The sensors and RFID readers, or radio-frequency identification chips, are manufactured by Zebra Technologies, a massive global company that has offices in 26 countries and recorded over $1.6 billion in total revenue in 2014. The Lincolnshire, Illinois company partnered with the NFL in the 2013 and 2014 seasons for a limited trial of the technology, and received a full-time contract for every game in the 2015 season. The company has a background in industrial manufacturing; the system started out life in retail applications, supply chain applications, health care and even schools. The system was also implemented by Michael Waltrip Racing in NASCAR for use in practice as well as tracking the performance and efficiency of pit crews.

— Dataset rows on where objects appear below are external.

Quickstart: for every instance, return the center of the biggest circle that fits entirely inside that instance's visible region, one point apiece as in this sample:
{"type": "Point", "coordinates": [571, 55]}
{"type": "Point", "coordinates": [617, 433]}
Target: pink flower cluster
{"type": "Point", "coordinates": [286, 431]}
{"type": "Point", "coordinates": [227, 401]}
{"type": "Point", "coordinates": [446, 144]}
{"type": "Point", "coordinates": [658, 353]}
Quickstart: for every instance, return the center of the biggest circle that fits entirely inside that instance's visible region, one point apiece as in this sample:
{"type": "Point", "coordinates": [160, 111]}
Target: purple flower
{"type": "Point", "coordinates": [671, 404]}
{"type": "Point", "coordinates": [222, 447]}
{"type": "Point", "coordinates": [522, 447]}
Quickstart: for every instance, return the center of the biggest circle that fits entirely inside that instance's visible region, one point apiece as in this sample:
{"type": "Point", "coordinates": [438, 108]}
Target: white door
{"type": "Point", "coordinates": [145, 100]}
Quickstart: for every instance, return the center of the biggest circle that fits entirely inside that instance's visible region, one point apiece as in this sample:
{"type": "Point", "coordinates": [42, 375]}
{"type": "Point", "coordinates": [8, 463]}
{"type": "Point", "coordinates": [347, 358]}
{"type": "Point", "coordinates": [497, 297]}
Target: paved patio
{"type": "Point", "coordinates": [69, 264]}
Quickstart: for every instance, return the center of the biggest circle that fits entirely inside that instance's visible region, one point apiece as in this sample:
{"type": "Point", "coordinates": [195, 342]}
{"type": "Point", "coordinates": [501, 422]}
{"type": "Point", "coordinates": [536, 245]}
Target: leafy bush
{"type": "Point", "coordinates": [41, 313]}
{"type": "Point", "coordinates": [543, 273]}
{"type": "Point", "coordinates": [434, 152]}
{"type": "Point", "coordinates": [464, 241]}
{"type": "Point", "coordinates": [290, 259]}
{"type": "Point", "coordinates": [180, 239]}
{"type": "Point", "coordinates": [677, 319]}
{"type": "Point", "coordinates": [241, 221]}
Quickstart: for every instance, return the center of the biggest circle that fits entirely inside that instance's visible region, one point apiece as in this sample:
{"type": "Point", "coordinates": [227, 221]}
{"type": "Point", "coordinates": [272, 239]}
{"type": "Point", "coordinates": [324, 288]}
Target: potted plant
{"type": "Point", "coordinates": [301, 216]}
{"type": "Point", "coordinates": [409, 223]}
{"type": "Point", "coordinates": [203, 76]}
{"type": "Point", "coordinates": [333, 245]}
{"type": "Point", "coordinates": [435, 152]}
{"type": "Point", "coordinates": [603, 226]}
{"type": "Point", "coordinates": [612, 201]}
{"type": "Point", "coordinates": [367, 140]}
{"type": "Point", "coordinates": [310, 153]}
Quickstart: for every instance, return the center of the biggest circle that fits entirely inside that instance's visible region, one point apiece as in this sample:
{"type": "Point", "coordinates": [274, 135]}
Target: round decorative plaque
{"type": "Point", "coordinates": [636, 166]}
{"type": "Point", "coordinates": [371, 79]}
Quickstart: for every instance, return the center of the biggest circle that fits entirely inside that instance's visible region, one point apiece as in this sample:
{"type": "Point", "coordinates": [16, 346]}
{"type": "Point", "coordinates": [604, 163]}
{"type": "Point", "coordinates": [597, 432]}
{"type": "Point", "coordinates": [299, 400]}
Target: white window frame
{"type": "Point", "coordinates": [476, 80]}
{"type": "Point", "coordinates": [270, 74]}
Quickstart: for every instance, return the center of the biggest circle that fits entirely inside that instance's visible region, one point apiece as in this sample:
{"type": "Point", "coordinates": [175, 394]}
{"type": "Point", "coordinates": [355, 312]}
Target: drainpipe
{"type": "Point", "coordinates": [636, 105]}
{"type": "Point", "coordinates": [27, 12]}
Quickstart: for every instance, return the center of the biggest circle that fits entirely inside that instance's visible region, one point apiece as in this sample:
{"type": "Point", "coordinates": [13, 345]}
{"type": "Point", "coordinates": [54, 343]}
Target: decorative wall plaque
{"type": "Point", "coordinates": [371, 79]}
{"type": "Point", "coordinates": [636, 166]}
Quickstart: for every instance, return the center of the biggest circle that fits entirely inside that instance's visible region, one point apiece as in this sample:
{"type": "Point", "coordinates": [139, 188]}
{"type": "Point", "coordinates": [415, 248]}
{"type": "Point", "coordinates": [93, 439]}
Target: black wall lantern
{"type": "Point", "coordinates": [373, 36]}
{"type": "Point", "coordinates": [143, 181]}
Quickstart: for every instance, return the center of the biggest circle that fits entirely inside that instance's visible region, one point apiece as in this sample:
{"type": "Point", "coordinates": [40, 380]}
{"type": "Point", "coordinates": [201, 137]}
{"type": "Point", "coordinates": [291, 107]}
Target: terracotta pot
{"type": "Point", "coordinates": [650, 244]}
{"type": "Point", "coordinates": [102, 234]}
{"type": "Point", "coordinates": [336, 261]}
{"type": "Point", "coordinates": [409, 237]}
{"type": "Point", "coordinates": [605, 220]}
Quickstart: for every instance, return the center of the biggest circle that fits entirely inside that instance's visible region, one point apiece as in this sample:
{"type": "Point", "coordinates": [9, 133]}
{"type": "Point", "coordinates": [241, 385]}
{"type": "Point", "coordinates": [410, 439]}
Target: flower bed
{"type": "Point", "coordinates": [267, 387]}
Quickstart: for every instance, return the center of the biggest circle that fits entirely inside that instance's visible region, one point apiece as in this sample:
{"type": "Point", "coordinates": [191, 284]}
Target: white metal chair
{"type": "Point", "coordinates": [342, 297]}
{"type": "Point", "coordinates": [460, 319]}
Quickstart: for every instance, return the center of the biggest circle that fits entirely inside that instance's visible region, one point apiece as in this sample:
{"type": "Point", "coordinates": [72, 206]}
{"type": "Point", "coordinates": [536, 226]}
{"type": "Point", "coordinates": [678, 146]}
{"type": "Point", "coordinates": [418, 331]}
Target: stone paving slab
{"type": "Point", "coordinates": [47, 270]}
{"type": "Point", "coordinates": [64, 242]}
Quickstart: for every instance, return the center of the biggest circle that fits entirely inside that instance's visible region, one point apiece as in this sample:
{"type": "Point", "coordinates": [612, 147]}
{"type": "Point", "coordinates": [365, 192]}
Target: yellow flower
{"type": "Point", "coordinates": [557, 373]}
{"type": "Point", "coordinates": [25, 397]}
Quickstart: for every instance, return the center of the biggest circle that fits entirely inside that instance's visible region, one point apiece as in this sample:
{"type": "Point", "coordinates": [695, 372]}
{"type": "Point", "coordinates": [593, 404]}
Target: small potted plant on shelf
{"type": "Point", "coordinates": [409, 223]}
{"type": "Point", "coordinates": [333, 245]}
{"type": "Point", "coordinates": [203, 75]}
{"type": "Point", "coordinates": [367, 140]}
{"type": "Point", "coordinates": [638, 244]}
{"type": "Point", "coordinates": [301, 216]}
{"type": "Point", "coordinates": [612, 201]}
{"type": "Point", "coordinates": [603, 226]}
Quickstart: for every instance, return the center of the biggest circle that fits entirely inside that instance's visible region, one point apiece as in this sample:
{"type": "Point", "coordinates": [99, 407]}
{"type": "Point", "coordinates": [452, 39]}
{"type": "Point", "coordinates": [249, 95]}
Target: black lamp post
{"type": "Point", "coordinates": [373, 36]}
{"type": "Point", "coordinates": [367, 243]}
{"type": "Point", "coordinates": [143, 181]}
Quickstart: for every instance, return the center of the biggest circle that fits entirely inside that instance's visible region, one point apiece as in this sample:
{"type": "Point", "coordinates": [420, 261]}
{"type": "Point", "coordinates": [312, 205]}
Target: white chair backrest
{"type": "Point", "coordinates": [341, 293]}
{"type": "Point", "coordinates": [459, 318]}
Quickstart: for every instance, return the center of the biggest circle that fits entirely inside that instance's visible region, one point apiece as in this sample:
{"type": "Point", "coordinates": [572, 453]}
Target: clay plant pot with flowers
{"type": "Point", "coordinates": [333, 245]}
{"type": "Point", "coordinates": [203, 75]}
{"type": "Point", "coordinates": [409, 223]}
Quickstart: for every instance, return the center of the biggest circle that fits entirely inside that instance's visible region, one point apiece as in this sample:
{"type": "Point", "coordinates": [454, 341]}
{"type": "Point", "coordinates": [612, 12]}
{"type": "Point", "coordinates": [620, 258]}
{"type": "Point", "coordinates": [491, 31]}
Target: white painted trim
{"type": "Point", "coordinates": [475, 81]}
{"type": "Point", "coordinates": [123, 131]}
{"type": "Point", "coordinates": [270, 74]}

The RFIDs, which are roughly the size of a quarter, will be installed in the shoulder pads of every player. That makes for a lot of sensors: With two per every one of 1,696 players, 3,392 RFID sensors in total. With this many sensors being implemented, durability and battery life were certainly concerns. “We house it in a piece of plastic that is super durable. Not only are they hit on the field, but they are, interestingly enough, [able to be] washed and dried,” said Jill Stelfox, Vice President and General Manager of Location Solutions for Zebra Technologies. Their track record last season, in terms of durability, was impressive. “In our case last year, we didn’t have one tag that cracked because of a hit or [that] died in the dryer,” Stelfox added. The tags’ batteries are designed to last the full season. To prolong battery life, Zebra Technologies installed an activator over every locker room door in every NFL stadium. The activator reads the tags as players walk underneath it. “So when you come out during warm-ups it turns on your tags, and when you go back at the end of the game it turns your tags off,” said Stelfox. “We didn’t replace a battery last year.”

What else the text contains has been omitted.